As to the first defense, consent to the additional insurance was endorsed on the policy by the attachment of the usual printed form used by the company for that purpose and signed by its agent, who had (110) procured this insurance. The jury found, in response to the issue submitted to them, that such additional insurance was made known to the defendant, and that the endorsement of its consent was authorized. It is sufficient for us to say that there was evidence sufficient to go to the jury tending to prove such finding. Though it was agreed that additional insurance should be made known to the company, and its consent thereto endorsed on the policy, it is not stated in the policy who, or that any particular officer or agent, should be authorized to accept notice of additional insurance and endorse defendant's consent *Page 79 thereto upon the policy, or that such consent should be endorsed at the home office or other particular place.

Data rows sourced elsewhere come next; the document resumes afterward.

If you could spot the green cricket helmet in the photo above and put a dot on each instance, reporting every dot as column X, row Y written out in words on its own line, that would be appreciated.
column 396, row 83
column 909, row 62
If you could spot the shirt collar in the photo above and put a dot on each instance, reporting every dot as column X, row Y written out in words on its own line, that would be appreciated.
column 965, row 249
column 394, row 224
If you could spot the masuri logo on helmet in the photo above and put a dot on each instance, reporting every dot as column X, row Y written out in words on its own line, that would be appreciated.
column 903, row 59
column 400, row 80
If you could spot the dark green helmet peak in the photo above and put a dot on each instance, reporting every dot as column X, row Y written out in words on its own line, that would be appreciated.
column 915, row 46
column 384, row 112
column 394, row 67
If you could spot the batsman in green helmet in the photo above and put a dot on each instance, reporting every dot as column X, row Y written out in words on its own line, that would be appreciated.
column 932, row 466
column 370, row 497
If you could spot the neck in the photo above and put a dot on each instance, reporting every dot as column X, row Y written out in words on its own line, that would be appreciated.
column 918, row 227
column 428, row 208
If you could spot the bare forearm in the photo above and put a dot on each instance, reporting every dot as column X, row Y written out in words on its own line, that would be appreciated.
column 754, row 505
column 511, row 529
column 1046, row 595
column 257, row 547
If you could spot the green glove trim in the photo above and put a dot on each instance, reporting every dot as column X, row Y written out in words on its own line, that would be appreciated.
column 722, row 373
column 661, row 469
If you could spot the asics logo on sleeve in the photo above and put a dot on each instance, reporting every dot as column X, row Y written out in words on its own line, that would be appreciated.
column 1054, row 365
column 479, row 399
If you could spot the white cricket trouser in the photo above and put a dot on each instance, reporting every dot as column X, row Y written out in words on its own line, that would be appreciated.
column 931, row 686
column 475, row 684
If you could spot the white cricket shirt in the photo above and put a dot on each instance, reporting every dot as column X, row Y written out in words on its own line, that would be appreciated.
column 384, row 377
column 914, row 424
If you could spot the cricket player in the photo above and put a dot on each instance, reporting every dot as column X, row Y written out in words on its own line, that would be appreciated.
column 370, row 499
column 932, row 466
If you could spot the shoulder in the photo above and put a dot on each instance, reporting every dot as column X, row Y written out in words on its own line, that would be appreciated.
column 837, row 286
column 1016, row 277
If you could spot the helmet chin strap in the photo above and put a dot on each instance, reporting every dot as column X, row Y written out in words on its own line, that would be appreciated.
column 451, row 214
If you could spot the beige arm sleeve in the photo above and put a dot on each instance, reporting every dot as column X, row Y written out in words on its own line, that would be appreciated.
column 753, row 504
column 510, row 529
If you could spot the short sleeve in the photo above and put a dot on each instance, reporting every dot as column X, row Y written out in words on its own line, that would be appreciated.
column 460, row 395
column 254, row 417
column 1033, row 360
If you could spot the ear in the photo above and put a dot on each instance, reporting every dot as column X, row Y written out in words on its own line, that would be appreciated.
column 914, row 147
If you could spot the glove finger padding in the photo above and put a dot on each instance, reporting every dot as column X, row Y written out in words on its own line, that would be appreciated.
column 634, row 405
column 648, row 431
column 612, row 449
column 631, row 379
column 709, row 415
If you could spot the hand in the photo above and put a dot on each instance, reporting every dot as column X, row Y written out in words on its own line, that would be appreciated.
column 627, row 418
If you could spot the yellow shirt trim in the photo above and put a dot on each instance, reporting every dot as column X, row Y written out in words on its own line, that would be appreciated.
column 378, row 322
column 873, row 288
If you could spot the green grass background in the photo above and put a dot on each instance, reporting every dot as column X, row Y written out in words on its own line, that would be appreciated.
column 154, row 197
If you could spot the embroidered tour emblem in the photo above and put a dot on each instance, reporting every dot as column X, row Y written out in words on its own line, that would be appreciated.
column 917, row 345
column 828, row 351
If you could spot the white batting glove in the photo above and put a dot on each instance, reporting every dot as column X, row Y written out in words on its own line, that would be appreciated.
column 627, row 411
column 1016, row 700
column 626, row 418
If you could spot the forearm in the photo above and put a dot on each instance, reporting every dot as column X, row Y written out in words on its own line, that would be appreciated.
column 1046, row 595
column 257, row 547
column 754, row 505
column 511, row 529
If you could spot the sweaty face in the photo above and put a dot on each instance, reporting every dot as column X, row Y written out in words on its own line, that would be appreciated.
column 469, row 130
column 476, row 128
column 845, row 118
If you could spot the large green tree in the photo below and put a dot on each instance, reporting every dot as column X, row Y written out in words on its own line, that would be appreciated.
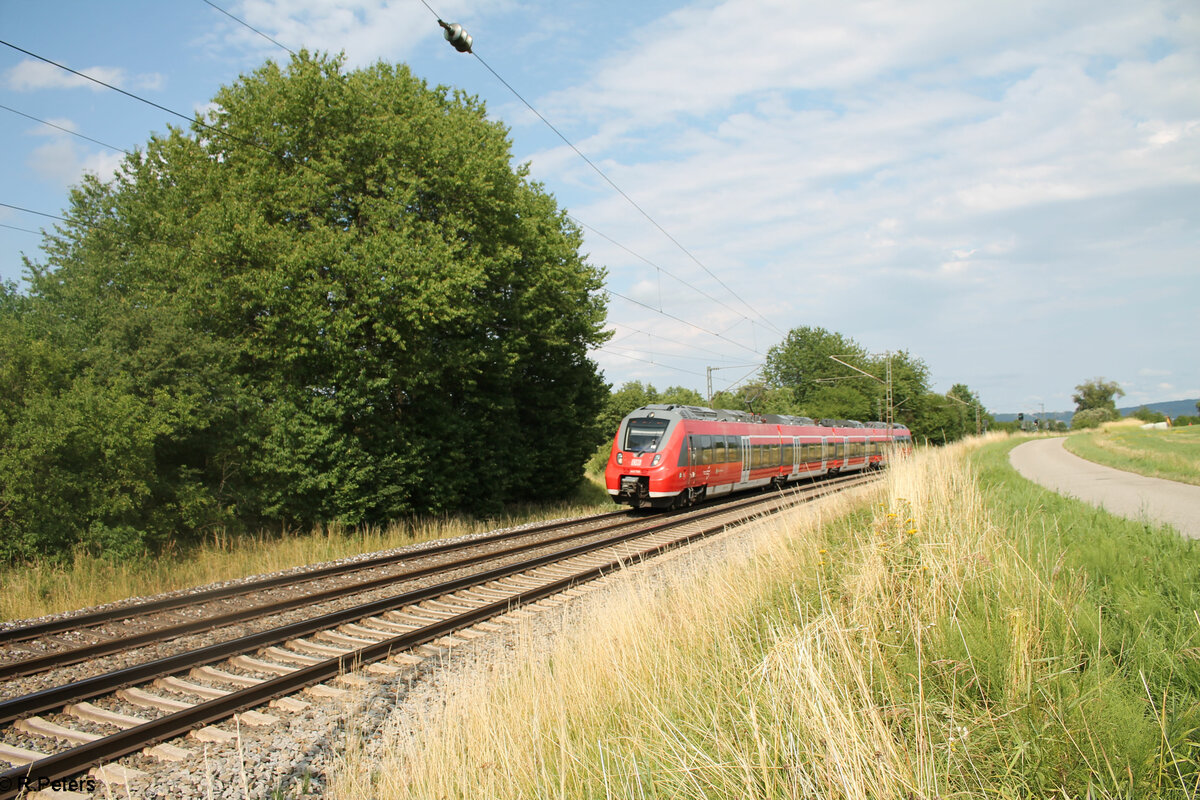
column 333, row 298
column 1097, row 392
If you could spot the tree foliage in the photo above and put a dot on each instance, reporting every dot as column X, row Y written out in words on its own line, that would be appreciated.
column 334, row 300
column 821, row 386
column 1097, row 392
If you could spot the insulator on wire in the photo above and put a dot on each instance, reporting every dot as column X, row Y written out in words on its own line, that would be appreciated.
column 456, row 35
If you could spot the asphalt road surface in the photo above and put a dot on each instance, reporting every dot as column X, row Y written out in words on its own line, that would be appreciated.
column 1047, row 462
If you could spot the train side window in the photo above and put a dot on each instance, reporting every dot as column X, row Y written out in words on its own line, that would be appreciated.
column 683, row 450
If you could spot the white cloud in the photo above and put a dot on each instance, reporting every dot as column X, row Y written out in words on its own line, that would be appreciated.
column 984, row 178
column 33, row 76
column 63, row 161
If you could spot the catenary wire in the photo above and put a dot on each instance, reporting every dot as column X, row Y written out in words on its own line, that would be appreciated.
column 59, row 127
column 577, row 221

As to the second ground of defense, there was a statement in the application that a clerk then slept in the store, but there was no agreement or warranty that a clerk should continue to sleep in the store during the continuance of the policy. There is evidence from defendant that whether the clerk slept in the store or not, it would not have affected the rate paid, and there is no evidence tending to show that the defendant was prejudiced by the failure of the clerk to sleep there. This was not a continuing warranty. Aurora Ins. Co. v. Eddy, 50 Ill. 106; Schmidt v. Ins.Co., 41 Ill. 295; Wood on Ins., secs. 167, 168, 171, 176, and cases there cited. A case exactly "on all fours" is Frisbie v. Ins. Co., 27 Pa. St., 325, in which these same words in the application, "clerk sleeps in store," were held to be merely a warranty in presenti, and not that a clerk should continue to sleep there.
These are the principal contentions. There were other exceptions sufficiently numerous and ingenious, but we fail to see, upon considering them, that the defendant has been deprived of any substantial right or benefit which he was entitled to upon the trial.
No error.
Cited: Wood v. R. R., 118 N.C. 1065.